50 years after the very first All-Africa Games started in Brazzaville, the city again hosts Africa’s best sportsmen. This time in the state-of-the-art Kintele Sports Complex!
The history of new national stadium in Congo began on Monday. This is when national team of the locals faced Ghana and lost the opening 2:3. It wasn’t sold out, in fact turnout may have been somewhere above 50% of available seats. Still, the stadium enjoyed a loud atmosphere, perhaps a good sign for events to come.
Today a much bigger piece of history will be made. The 11th All-Africa Games is very special. Firstly, it’s 50 years since the first event of this kind was held. And secondly, that first one in 1965 was held here in Brazzaville. Well, not exactly here, because the freshly built complex sits in a brand new location…
In early 21st century this area was literally wild, completely unused. After 2005 vast farms were created, but didn’t operate long. In spring of 2013 construction began for Congo’s largest ever sports complex. Initially announced to cost roughly XAF 220 billion, the entire project was estimated upon opening to be worth 380 billion (currently some $650m / €580m).
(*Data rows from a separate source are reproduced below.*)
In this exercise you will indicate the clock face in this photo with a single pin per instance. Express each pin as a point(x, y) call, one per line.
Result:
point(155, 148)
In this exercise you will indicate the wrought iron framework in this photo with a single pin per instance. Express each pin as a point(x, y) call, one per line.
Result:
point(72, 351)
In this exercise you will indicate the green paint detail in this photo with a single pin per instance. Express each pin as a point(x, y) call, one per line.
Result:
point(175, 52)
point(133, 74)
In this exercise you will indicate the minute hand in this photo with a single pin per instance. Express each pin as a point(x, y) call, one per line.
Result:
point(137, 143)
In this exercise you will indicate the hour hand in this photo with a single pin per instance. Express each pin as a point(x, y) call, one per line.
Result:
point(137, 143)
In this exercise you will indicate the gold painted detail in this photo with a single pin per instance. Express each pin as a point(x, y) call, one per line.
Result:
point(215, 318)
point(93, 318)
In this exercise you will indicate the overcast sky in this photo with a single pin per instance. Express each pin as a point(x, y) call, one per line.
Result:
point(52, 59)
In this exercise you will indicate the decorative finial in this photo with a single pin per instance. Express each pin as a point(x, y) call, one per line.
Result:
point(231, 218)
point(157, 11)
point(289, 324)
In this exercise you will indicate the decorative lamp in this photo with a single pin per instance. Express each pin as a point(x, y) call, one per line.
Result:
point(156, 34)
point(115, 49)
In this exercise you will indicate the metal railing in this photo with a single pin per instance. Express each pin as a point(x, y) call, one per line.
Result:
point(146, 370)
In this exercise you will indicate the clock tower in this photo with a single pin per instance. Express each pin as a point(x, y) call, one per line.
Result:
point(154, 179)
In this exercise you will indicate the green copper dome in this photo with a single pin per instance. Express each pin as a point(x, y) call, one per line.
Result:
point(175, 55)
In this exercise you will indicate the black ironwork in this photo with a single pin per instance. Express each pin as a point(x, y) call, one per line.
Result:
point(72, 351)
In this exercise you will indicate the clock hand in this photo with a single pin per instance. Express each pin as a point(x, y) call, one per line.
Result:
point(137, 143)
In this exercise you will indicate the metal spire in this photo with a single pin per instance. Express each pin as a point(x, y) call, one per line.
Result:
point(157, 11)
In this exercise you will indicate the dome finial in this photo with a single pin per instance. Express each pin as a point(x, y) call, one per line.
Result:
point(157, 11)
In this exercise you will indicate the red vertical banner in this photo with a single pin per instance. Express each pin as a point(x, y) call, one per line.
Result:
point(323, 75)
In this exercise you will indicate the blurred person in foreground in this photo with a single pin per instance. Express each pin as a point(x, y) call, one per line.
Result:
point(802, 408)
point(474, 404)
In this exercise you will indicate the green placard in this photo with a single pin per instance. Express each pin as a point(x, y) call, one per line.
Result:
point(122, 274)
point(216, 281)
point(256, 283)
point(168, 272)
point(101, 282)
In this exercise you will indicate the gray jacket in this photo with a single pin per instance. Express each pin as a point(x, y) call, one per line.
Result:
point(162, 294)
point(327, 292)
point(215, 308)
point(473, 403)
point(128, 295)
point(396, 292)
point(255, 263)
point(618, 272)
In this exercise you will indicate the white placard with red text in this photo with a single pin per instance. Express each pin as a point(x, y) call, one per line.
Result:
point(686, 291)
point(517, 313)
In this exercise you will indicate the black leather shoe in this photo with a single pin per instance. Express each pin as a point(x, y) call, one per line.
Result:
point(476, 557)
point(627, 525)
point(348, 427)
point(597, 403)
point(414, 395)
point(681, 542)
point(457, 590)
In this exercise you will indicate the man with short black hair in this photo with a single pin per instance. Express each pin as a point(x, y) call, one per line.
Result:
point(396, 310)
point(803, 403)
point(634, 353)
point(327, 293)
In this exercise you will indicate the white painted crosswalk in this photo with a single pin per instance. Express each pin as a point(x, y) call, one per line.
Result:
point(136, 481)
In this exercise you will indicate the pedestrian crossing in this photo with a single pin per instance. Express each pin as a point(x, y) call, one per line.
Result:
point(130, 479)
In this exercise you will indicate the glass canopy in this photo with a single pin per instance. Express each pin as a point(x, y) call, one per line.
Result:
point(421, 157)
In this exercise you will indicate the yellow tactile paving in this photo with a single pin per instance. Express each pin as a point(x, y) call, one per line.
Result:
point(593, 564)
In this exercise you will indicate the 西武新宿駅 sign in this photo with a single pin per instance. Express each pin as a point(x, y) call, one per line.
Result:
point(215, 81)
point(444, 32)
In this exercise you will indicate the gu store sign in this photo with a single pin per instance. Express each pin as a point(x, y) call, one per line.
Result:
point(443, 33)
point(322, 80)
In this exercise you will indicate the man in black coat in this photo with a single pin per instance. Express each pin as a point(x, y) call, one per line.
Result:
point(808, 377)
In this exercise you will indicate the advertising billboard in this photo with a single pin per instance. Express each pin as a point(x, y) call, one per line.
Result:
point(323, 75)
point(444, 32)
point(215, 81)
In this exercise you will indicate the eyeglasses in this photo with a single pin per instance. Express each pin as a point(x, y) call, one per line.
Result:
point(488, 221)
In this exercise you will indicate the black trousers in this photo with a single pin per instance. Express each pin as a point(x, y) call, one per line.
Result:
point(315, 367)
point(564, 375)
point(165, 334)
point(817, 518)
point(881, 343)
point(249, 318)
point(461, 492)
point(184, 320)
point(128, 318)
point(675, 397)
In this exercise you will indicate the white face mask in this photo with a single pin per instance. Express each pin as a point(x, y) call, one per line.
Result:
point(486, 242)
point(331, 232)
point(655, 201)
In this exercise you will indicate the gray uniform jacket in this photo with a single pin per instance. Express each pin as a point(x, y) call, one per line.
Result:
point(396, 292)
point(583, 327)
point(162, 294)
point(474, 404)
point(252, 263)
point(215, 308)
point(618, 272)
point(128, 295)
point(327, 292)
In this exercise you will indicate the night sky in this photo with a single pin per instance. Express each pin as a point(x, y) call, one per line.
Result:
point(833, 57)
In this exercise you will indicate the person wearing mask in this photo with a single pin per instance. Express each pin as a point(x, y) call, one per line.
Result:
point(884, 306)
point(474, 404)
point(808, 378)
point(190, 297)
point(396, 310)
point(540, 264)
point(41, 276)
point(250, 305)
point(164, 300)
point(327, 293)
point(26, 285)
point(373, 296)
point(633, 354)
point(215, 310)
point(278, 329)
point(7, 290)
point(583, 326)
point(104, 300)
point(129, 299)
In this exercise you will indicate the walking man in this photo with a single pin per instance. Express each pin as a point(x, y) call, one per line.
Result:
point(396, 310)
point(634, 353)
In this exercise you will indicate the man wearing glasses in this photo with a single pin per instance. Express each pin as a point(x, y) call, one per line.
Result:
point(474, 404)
Is that expensive? Let’s add that the investment covers 80 hectares and incorporates wide variety of uses. Apart from the main stadium, there’s also the indoor hall for over 10,000 people, natatorium for over 2,000 and secondary sports facilities.
Taking this into account, the price tag seems very much within reasonable ones for similar complexes. And similar ones are built primarily in China, where a stadium of 60,000+ with two large indoor halls has been the very basic model for every large city. It was in fact the Chinese government to finance works, Chinese architects to design the stadium (although with cooperation from Australian PTW) and Chinese contractors to carry out the works (employing some 3,000 locals within the 4,400 workforce).
Main stadium itself can hold up to 60,055 people on three continuous tiers around the field and running track. The plan foresees installation of 58,000 regular seats in national colours and 1,180 VIP seats (524 of which in the central presidential lounge).
The athlete and office infrastructure will be housed in the massive concrete main structure, which will be then topped by 8,000-ton steel roof. Covered with aluminum-magnesium “golden” sheets, the roof will reach peak at 50.7m.